Person Age 50-80 years old who are at high risk of lung cancer
(at least a 20 pack-year smoking history, and are either current smokers or former smokers having quit within the past 15 years)
Procedure Low-dose helical CT (where local screening programs are available)
Evidence of benefit ↓ Lung cancer related mortality
Screening interval Every year
Comments Evidence confirmed in large RCT, but persons with HIV not included

 

  1. Screening recommendations derived from the general population. These screenings should preferably be done as part of national general population screening programmes.
    Careful examination of skin should be performed regularly to detect cancers such as Kaposi’s sarcoma, basal cell carcinoma and malignant melanoma.
  2. US and Australian national Guidelines recommend an upper age limit of 74 years, whilst some other national Guidelines suggest 70 years.
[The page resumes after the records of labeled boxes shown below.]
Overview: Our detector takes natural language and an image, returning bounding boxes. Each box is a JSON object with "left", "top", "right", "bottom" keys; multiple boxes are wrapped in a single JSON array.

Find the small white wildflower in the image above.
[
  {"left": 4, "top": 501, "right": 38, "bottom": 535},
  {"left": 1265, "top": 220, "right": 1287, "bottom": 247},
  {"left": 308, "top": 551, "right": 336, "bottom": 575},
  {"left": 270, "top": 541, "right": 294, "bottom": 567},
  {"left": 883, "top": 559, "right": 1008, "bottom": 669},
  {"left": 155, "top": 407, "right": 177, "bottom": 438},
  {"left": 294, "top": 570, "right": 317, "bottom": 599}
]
Most US guidelines encourage shared decision-making for women in their 40s because of trade-offs between benefits and harms, whilst some European screening guidelines recommend starting screening at age 45.
  3. Adapted from https://clinicalinfo.hiv.gov/en/guidelines/hiv-clinical-guidelines-adult-and-adolescent-opportunistic-infections/human and modified according to expert opinion
  4. HCC screening is indicated in all cirrhotic HBV or HCV co-infected persons (even if HCV infection has been cured and HBV replication is medically suppressed) in a setting where treatment for HCC is available. Although the cost-effectiveness of HCC screening in persons with F3 fibrosis is uncertain, surveillance may be considered based on an individual risk assessment (easl.eu/publication/easl-clinical-practice-guidelines-management-of-hepatocellular-carcinoma/). In HBV-positive non-cirrhotics, HCC screening should follow current EASL guidelines. See Liver Cirrhosis: Management and Viral Hepatitis Co-infection in PLWH
  5. Whilst prostate cancer screening with PSA can reduce prostate cancer specific mortality, the absolute risk reduction is very small. Given limitations in the design and reporting of the randomized trials, there remain important concerns that the benefits of screening are outweighed by the potential harms to quality of life, including the substantial risks for over-diagnosis and treatment complications.